Did Rittenhouse have a reasonable belief under the circumstances that if Rosenbaum got his gun he would suffer death or great bodily harm? Jurors in Wisconsin are instructed that “reasonable” means “what a person of ordinary intelligence and prudence would have believed … under the circumstances that existed at the time.”
Tensions were high late into the protests against the police shooting of Jacob Blake two days earlier. Gunshots from other weapons were heard immediately before and after the shots that killed Rosenbaum. Whether you think Rittenhouse is a hero for helping guard against a repeat of the vandalism the night before, or if you think he’s a reckless wannabe cop who had no business in Kenosha, you’ve got to concede that, at that moment, he was probably terrified.
Rittenhouse hustled away. Soon a group of people began chasing him up Sheridan Road, shouting “Beat him up!” “Get him! Get that dude!” and “Get his ass!” according to the prosecution’s summary. One of the pursuers took a swing at Rittenhouse and knocked his ball cap off.
Were those running after him simply trying to effect a citizen’s arrest in the belief that Rittenhouse had just committed a crime and might be a danger to others?
“Whether or not the people chasing him thought they had the right to chase him is irrelevant,” said Richard Kling, a veteran Chicago defense attorney who teaches evidence and forensic science at Chicago-Kent College of Law.
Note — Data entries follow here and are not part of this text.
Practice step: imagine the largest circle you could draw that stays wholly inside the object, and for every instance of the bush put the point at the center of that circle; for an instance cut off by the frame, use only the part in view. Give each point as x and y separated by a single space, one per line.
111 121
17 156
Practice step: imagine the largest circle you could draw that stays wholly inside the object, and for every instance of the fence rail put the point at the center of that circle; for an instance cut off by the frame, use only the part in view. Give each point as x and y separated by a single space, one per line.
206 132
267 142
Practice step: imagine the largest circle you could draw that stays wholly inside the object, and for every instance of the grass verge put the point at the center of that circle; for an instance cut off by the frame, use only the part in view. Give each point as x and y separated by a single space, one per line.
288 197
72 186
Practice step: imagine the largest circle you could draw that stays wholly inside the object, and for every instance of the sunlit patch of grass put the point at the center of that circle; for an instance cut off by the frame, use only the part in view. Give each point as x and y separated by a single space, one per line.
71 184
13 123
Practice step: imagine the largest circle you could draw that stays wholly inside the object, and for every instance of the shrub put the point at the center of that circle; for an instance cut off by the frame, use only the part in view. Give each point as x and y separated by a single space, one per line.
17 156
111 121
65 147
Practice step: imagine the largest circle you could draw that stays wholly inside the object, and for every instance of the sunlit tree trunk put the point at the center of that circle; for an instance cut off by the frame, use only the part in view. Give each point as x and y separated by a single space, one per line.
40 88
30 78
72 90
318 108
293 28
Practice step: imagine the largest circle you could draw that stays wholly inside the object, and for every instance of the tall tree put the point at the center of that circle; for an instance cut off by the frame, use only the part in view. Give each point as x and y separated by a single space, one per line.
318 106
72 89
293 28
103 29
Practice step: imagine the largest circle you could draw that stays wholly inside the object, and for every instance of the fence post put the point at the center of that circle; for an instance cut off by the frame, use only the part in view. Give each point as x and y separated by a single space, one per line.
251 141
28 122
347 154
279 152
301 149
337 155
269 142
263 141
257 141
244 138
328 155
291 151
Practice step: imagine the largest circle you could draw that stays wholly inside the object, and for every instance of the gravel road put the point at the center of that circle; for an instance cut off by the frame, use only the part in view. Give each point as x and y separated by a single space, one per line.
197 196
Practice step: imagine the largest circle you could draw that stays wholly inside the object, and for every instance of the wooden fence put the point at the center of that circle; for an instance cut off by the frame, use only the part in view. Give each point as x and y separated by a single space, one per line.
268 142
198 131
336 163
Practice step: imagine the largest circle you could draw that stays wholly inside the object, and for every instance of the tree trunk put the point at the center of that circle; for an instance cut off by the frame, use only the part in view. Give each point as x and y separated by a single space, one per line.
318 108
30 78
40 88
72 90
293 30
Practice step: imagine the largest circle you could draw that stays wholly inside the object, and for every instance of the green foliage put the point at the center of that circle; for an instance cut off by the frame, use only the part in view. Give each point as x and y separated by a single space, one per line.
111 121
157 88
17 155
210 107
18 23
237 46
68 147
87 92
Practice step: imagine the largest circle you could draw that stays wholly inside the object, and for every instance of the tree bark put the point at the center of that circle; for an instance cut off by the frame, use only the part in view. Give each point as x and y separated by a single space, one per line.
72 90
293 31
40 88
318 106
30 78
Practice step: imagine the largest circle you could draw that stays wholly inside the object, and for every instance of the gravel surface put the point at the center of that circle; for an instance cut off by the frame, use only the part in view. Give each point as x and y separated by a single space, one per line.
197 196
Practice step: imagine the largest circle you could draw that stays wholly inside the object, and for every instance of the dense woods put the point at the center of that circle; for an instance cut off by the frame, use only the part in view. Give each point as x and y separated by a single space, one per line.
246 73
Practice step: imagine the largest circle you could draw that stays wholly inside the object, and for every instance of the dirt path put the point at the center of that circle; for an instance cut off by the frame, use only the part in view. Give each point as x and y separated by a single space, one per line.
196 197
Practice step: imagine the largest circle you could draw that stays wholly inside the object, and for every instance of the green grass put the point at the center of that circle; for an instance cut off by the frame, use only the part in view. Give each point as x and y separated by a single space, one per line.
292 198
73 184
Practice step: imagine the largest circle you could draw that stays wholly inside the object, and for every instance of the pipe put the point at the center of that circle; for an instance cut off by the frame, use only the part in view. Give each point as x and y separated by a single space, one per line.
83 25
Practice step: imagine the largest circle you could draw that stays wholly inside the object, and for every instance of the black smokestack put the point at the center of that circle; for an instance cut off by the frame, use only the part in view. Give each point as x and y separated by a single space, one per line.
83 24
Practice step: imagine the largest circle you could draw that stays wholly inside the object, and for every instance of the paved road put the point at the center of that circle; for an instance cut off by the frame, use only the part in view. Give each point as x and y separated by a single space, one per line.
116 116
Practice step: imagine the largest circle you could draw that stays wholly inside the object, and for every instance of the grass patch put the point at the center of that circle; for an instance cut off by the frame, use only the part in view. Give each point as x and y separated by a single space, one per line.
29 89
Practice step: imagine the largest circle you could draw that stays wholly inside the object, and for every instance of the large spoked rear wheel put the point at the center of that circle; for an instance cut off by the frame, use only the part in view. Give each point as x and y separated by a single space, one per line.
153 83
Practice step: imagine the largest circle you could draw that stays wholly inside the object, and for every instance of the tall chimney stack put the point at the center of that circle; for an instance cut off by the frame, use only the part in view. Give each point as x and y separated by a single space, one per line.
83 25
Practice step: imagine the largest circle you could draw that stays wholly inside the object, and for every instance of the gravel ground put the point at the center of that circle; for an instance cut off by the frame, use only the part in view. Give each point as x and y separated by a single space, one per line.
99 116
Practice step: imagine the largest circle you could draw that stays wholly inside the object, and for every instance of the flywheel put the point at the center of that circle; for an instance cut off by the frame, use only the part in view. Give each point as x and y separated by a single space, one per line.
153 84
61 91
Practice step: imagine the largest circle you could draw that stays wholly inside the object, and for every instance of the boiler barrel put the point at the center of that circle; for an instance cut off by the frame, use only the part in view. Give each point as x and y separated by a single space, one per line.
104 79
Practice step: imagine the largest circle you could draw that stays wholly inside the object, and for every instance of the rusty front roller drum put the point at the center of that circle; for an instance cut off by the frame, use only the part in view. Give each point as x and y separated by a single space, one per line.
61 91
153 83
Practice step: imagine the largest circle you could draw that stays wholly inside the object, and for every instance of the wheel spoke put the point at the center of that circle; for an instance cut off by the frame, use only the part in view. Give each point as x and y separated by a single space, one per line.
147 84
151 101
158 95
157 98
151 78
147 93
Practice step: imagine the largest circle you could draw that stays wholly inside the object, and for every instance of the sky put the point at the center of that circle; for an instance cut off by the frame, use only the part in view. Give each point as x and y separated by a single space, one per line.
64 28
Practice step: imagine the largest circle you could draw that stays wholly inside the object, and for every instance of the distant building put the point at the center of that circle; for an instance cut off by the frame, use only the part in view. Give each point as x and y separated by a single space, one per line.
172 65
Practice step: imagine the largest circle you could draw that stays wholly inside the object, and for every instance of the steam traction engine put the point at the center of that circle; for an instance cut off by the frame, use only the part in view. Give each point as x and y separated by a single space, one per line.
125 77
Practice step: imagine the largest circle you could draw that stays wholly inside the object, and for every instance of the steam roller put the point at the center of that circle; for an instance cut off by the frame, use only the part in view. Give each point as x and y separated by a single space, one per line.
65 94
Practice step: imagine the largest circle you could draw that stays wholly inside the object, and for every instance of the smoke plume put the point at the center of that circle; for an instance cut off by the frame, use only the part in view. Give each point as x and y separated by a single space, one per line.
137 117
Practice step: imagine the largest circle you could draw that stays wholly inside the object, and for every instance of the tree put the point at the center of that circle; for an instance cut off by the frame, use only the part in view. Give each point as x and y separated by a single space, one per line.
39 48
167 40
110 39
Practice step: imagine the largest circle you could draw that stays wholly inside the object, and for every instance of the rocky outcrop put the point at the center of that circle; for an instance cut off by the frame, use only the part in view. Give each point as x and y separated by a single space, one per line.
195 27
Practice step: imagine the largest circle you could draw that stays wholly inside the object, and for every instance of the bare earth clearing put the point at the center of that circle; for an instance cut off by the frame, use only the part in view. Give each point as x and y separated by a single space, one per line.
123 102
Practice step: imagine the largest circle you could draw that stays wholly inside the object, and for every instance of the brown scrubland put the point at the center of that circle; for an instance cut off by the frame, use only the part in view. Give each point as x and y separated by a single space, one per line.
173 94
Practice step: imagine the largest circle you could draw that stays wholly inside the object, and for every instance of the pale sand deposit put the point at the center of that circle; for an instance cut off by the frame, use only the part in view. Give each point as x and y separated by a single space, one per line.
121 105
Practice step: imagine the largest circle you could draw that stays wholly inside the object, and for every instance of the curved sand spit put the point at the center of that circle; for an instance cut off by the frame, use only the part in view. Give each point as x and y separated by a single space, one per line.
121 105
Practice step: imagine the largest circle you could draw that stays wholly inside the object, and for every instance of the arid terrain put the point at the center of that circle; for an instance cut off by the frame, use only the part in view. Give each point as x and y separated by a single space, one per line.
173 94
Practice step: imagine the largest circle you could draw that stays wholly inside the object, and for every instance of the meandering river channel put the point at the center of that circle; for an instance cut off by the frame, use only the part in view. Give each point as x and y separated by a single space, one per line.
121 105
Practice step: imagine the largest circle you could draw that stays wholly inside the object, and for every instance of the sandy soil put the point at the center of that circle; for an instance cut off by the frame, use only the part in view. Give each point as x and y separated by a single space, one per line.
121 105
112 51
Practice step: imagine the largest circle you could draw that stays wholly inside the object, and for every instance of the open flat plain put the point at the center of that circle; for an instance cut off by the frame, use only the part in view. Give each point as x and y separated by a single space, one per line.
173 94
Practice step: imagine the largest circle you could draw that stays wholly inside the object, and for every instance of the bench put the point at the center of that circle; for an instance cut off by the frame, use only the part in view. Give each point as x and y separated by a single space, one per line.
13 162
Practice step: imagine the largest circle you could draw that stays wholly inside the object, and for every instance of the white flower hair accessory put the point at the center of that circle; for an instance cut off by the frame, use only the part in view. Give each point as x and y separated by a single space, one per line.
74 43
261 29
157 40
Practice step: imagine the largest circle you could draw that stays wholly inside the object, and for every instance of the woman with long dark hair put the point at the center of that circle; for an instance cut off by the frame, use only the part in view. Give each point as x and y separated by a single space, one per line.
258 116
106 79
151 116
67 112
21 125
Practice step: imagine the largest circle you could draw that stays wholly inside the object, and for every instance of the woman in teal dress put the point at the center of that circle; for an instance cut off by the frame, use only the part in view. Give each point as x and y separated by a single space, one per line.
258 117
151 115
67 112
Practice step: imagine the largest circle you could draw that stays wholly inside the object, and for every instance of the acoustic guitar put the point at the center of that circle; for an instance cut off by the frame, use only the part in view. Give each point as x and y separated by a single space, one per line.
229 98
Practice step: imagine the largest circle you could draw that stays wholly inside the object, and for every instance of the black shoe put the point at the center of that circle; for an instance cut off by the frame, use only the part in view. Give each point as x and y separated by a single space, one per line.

Rittenhouse stumbled and fell as he ran. One of his pursuers took a flying kick at his head and missed as Rittenhouse fired two errant shots from the ground. A second pursuer, Anthony Huber, 26, of Silver Lake, Wisconsin, swung a skateboard at Rittenhouse, hitting him on the shoulder, and grabbed and tried to hang onto Rittenhouse’s rifle. Rittenhouse shot Huber in the chest during that struggle, prosecutors said, killing him.
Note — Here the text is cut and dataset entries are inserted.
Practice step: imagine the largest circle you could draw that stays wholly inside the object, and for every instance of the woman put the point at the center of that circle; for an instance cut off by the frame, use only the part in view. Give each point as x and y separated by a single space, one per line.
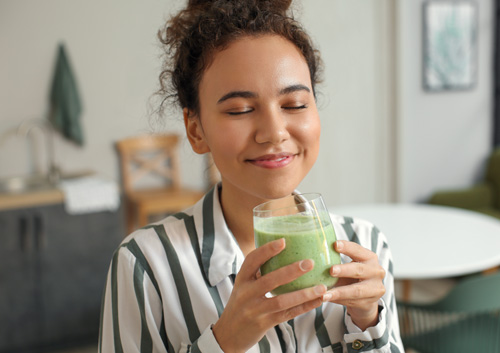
244 73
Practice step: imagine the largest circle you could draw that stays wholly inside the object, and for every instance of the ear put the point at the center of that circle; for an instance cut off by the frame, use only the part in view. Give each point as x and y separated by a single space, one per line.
194 132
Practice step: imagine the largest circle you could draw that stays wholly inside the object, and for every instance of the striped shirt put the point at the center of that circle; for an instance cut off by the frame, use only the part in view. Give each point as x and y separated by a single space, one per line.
169 282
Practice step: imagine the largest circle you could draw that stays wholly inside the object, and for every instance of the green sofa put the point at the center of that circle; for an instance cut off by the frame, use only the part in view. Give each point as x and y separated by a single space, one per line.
483 197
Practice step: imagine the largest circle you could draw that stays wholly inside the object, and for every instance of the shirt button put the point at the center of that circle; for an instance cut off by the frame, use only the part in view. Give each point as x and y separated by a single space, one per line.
357 345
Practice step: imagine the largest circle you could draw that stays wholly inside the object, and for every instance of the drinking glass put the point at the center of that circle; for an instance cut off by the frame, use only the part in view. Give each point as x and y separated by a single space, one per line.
304 222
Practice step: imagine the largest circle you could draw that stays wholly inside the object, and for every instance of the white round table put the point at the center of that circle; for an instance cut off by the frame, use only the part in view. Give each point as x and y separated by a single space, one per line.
430 241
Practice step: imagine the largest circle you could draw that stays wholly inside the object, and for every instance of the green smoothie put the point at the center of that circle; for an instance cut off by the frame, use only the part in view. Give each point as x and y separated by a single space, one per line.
306 237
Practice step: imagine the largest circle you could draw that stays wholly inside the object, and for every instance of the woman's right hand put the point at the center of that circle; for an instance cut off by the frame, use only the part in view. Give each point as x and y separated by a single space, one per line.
249 313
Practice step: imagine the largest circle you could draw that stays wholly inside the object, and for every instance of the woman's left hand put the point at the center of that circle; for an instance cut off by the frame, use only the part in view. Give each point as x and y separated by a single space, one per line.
360 284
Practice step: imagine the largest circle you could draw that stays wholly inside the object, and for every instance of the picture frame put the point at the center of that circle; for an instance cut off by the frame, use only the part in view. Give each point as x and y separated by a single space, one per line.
449 45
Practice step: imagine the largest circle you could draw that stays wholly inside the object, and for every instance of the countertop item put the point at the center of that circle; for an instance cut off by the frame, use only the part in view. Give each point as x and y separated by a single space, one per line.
39 196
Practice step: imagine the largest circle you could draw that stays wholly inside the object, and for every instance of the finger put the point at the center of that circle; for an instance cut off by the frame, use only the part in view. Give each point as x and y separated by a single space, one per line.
259 256
295 311
360 291
354 251
358 270
290 300
285 275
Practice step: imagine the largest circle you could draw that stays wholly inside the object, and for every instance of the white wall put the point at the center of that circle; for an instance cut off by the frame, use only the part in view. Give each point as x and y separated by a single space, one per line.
350 164
444 138
112 47
114 52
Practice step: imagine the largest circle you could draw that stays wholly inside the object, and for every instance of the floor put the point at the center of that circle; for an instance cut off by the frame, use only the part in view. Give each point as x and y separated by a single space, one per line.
87 349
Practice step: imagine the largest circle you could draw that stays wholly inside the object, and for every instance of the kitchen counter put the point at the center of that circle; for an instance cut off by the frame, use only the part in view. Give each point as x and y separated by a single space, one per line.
38 197
31 199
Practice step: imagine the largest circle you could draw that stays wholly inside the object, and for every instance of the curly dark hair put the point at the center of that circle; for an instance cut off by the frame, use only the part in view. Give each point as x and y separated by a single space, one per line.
192 37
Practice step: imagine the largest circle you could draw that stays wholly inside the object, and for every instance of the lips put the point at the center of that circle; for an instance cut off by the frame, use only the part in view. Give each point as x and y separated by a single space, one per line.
272 161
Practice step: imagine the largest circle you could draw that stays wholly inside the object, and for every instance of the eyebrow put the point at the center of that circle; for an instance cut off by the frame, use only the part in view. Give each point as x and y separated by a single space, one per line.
294 88
237 94
249 94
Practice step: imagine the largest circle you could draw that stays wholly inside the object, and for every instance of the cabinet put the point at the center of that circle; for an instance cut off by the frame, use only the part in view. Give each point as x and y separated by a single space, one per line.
53 270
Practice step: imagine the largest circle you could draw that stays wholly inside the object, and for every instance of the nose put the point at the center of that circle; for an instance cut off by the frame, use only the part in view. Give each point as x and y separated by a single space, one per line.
272 127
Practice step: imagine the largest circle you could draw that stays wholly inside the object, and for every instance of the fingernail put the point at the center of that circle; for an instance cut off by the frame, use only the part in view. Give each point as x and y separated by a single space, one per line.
320 289
306 265
279 244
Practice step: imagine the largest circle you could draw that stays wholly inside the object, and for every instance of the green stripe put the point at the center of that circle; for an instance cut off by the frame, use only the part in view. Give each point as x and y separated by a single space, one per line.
208 230
193 236
370 345
374 236
134 248
194 348
163 335
292 325
114 303
180 284
264 345
279 333
351 234
146 340
321 332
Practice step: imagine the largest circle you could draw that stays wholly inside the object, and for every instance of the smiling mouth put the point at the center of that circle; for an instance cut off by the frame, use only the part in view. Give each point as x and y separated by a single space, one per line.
272 161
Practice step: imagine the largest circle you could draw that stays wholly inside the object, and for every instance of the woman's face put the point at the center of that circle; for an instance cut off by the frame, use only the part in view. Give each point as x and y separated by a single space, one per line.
258 117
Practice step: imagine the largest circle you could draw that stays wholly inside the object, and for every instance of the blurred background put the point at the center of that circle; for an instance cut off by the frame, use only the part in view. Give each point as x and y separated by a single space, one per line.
385 138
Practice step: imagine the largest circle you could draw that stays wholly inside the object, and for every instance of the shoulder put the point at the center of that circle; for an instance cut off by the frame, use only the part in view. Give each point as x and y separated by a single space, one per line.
360 231
152 243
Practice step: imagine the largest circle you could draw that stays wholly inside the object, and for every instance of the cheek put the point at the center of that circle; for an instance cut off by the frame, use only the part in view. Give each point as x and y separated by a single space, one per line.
310 133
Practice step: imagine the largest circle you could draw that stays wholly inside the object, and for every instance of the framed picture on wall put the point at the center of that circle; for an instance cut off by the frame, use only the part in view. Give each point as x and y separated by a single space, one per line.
449 45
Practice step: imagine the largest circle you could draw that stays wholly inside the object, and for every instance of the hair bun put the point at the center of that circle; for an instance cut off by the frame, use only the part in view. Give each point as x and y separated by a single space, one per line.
277 6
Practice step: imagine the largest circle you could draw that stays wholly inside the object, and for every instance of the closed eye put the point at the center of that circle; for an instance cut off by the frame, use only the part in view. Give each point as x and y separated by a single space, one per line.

A third victim, Gaige Grosskreutz, 26, of West Allis, Wisconsin, who survived, first held up his hands in a gesture of surrender at a distance of a few feet. In one of his hands, he held a gun. But when he “moved toward” Rittenhouse, prosecutors said, Rittenhouse fired, striking him in the arm.
That final shooting “will be the most serious problem” for Rittenhouse at trial, Kling said. “The guy did have a gun in his hand. But he wasn’t pointing it at or threatening Rittenhouse.”
What about the context, though? The confrontational, high-adrenaline interactions that led up to the tragic deaths. The night air punctuated by gunshots. Danger all around.
Police should have arrested Rittenhouse long before it got to this. But, with an angry horde chasing him, yelling at him, and taking swings at him, he was almost certainly in fear for his safety. I just can’t imagine a jury convicting him of homicide, let alone first-degree murder, under these circumstances.